CMV Landscape
Cytomegalovirus (CMV) is among the most significant pathogens that can complicate solid organ transplantation (SOT), particularly in high-risk cases having seronegative recipients and seropositive donors. Without antiviral prophylaxis, CMV infection develops in many high-risk SOT recipients and can lead to viremia, disease, and organ damage.1
Antivirals Do Not Fully Mitigate the Risk of CMV2
The standard antivirals selected to combat CMV infection, whether as monotherapy or in combination with a CMV intravenous immunoglobulin (CMV-IGIV), are ganciclovir or valganciclovir.3
Antiviral drugs are unable to prevent free virus particles from infecting healthy cells2
- Although antiviral drugs block viral replication within the host cell, they cannot destroy intracellular or extracellular viruses, which may result in a rebound effect when antiviral therapy is discontinued4
- A limitation of antivirals is that they may be withdrawn due to poor antiviral activity or toxicity2,4
Although antiviral monotherapy has reduced CMV rates, CMV prevention continues to be a challenge.5
In Adult SOT Recipients
Standard of Care Guidelines Recommend CMV Prevention Approaches According to the Specific Organ3
Recommended Approaches for CMV Prevention in Different Organs in Adult SOT3
Organ | Serostatus | Risk level | Recommended | Alternative |
---|---|---|---|---|
All | D–/R– | Low | Monitoring for clinical symptoms; consider antiviral prophylaxis against other herpes infections |
Preemptive therapy (if higher risk, ie, significant transfusions) |
Kidney | D+/R– | High | 6 months of GCV/VGCV OR preemptive therapy | |
R+ | Intermediate | 3 months of VGCV OR preemptive therapy | ||
Liver | D+/R– | High |
3-6 months of VGCV (VGCV not FDA approved in liver) OR preemptive therapy |
|
R+ | Intermediate |
3 months of VGCV (VGCV not FDA approved in liver) OR preemptive therapy |
||
Pancreas | D+/R– | High | 3-6 months of VGCV | Preemptive therapy |
R+ | Intermediate | 3 months of VGCV OR preemptive therapy | ||
Islet | D+/R– | Intermediate | 3 months of VGCV | Preemptive therapy |
R+ | Intermediate |
3 months of VGCV (VGCV not FDA approved in liver) OR preemptive therapy |
||
Heart | D+/R– | High | 3-6 months of GCV/VGCV |
– Preemptive therapy – Some experts add CMV Ig to prophylaxis |
R+ | Intermediate | 3 months of GCV/VGCV OR preemptive therapy | ||
Lung | D+/R– | High |
6-12 months of GCV/VGCV – Some experts add CMV Ig to prophylaxis |
Preemptive therapy |
R+ | Intermediate | Minimum 6 months of GCV/VGCV | ||
Intestinal, composite tissue | D+/R– | High | Minimum 6 months GCV/VGCV +/– surveillance after prophylaxis | – Preemptive therapy – Some experts add CMV Ig |
R+ | High | 3-6 months GCV/VGCV +/– surveillance after prophylaxis |
SOT, solid organ transplant; D–, donor CMV-negative serostatus; R–, recipient CMV-negative serostatus; D+, donor CMV-positive serostatus; R+, recipient CMV-positive serostatus; GCV/VGCV, oral ganciclovir/oral valganciclovir; FDA, Food and Drug Administration; CMV Ig, cytomegalovirus immunoglobulin.
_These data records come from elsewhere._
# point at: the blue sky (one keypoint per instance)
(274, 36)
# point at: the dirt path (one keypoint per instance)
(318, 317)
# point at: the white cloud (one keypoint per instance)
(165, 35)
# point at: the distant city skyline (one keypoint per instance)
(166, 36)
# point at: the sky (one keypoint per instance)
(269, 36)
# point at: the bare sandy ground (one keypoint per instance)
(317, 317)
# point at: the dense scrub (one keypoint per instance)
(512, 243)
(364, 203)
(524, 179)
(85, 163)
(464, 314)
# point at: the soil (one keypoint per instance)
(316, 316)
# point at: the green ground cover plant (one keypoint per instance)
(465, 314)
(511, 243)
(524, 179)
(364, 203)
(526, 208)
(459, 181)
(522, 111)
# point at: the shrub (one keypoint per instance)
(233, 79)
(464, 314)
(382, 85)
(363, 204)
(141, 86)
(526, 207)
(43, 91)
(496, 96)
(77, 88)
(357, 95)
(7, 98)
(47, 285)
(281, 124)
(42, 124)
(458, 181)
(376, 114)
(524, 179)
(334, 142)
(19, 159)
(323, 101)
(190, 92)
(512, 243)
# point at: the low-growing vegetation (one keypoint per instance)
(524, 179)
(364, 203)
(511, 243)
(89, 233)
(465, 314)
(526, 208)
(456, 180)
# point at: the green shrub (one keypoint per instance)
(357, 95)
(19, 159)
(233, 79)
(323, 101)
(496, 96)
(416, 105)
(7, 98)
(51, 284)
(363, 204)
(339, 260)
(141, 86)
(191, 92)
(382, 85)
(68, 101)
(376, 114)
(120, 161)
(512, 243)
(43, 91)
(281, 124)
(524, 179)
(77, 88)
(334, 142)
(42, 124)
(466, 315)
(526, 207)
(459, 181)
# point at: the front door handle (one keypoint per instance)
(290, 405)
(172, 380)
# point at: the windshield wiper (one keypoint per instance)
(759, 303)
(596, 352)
References: 1. Haidar G, Boeckh M, Singh N. Cytomegalovirus infection in solid organ and hematopoietic cell transplantation: state of the evidence. J Infect Dis. 2020;221(Suppl 1):S23-S31. 2. Majewska A, Młynarczyk-Bonikowska B, Malejczyk M, Majewski S, Młynarczyk G. Possibilities of prevention and treatment of human cytomegalovirus infections including new drugs and compounds with potential application. Advancements Microbiol. 2019:58(3):291-299. 3. Kotton CN, Kumar D, Caliendo AM. The Third International Consensus Guidelines on the Management of Cytomegalovirus in Solid-organ Transplantation. Transplantation. 2018;102(6):900-931. 4. Acosta E, Bowlin T, Brooks J, et al. Advances in the development of therapeutics for cytomegalovirus infections. J Infect Dis. 2020;221(Suppl 1):S32-S44. 5. Grossi PA, Mohacsi P, Szabolcs Z, Potena L. Cytomegalovirus immunoglobulin after thoracic transplantation: an overview. Transplantation. 2016;100(Suppl 3):S1-S4.